The question in each situation is the extent to which the balance in the corporation's reserve for bad debts is includible in the corporation's gross income.
Section 337 of the Code provides that, in general, no gain or loss is recognized to a corporation on a sale or exchange in connection with a liquidation to which section 337 applies.
In Rev. Rul. 57-482, 1957-2 C.B. 49, a corporation sold its accounts receivable at face value pursuant to a plan of complete liquidation governed by section 337 of the Code. Rev. Rul. 57-482 holds that the entire reserve for bad debts is ordinary income to the corporation in its final Federal income tax return because the need for maintaining the reserve ceased when the taxpayer disposed of the accounts receivable.

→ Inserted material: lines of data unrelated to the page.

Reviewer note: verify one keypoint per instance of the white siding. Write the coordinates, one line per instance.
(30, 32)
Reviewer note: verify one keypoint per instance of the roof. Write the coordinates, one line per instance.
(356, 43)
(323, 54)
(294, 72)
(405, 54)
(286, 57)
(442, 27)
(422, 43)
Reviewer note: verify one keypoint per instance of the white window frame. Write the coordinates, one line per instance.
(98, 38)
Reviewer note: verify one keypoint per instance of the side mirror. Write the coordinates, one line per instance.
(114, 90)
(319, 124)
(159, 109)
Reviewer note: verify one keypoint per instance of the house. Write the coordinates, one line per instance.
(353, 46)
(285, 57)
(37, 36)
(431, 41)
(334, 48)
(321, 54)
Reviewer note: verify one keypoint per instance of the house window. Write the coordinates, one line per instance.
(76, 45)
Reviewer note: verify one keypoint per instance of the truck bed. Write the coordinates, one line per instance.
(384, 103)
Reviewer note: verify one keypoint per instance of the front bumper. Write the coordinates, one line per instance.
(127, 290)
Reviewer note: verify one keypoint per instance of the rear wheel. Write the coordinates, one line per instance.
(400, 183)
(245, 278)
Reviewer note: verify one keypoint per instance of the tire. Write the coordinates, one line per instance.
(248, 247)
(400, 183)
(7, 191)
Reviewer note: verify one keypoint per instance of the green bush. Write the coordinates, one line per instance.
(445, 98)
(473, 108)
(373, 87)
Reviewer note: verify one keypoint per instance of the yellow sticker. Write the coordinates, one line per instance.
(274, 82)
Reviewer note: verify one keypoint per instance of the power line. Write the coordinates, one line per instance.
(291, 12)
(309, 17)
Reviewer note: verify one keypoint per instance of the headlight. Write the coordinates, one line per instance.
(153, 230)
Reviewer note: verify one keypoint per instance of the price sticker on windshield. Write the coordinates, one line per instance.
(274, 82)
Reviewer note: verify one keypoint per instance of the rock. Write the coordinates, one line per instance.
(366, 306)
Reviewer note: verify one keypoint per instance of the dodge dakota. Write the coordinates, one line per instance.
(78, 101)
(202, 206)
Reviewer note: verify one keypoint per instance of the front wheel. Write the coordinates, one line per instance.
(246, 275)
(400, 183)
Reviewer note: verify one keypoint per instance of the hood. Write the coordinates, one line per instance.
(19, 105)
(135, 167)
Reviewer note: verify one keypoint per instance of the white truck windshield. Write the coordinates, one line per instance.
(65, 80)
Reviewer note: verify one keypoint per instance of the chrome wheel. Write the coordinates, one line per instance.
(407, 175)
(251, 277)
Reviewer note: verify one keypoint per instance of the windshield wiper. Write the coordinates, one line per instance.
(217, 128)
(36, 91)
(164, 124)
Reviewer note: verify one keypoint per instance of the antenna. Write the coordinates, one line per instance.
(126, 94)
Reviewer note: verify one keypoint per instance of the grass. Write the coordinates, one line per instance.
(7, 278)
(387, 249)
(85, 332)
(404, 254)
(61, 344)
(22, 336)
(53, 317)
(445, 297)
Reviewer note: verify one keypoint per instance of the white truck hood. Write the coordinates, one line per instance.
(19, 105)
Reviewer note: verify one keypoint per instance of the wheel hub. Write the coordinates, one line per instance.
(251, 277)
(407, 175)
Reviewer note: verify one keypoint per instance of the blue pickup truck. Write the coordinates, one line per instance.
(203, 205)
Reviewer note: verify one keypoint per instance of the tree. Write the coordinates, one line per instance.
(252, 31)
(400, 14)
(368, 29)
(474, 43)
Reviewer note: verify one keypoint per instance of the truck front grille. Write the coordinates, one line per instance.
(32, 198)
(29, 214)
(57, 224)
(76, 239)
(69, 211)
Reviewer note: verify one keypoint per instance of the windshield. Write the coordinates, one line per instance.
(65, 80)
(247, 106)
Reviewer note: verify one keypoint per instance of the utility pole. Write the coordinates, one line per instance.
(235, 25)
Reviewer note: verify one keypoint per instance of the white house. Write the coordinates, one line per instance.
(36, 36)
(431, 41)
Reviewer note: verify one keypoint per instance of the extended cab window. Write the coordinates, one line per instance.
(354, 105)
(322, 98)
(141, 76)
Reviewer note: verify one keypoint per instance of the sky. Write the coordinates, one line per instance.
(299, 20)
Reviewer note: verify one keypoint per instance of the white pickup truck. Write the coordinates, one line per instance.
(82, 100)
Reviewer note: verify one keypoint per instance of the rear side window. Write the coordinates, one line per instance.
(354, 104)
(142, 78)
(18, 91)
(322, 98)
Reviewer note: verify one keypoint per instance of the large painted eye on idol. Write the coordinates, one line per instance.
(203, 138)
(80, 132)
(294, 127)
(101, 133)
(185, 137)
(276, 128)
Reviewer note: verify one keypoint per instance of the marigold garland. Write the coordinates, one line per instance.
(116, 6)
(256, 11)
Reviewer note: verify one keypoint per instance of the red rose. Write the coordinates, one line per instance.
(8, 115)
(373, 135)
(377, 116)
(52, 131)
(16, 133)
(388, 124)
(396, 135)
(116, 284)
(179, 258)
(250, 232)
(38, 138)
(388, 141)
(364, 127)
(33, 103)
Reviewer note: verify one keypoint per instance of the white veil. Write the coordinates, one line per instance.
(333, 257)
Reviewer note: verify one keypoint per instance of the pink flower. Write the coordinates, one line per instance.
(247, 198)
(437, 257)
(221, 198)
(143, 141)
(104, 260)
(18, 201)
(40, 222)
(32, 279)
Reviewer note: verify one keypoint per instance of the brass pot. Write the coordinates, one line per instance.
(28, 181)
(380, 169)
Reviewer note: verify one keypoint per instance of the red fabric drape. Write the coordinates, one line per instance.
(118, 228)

However, as Rev. Rul. 78-280, page 139, this Bulletin, notes, the decision in Nash holds that, where the consideration received in exchange for the transfer of accounts receivable by a taxpayer using the accrual method of accounting is equal to the net value of accounts receivable (the face amount of the receivables previously included in income less the amount of the reserve for bad debts), there is no recovery within the meaning of the tax benefit cases. See Estate of Schmidt v. Commissioner, 355 F.2d 111 (9th Cir. 1966); Estate of Block v. Commissioner, 39 B.T.A. 338 (1939), aff'd sub nom. Union Trust Co. of Indianapolis v. Commissioner, 111 F.2d 60 (7th Cir. 1940), cert. denied, 311 U.S. (1940), and the cases cited therein; and Tennessee Carolina Transportation, Inc. v. Commissioner, 65 T.C. 440 (1975), 582 F.2d 378 (6th Cir. 1978). The Court in Nash agreed with the decision of the United States Court of Appeals for the Ninth Circuit in Schmidt, wherein the Schmidt Court stated, in part, "We think that whether the sale be for cash or stock, no income is received, unless the consideration received exceeds the net amount of the receivables." It is consistent with the Nash and Schmidt decisions to find a recovery where the consideration received for the accounts receivable is in excess of their net value.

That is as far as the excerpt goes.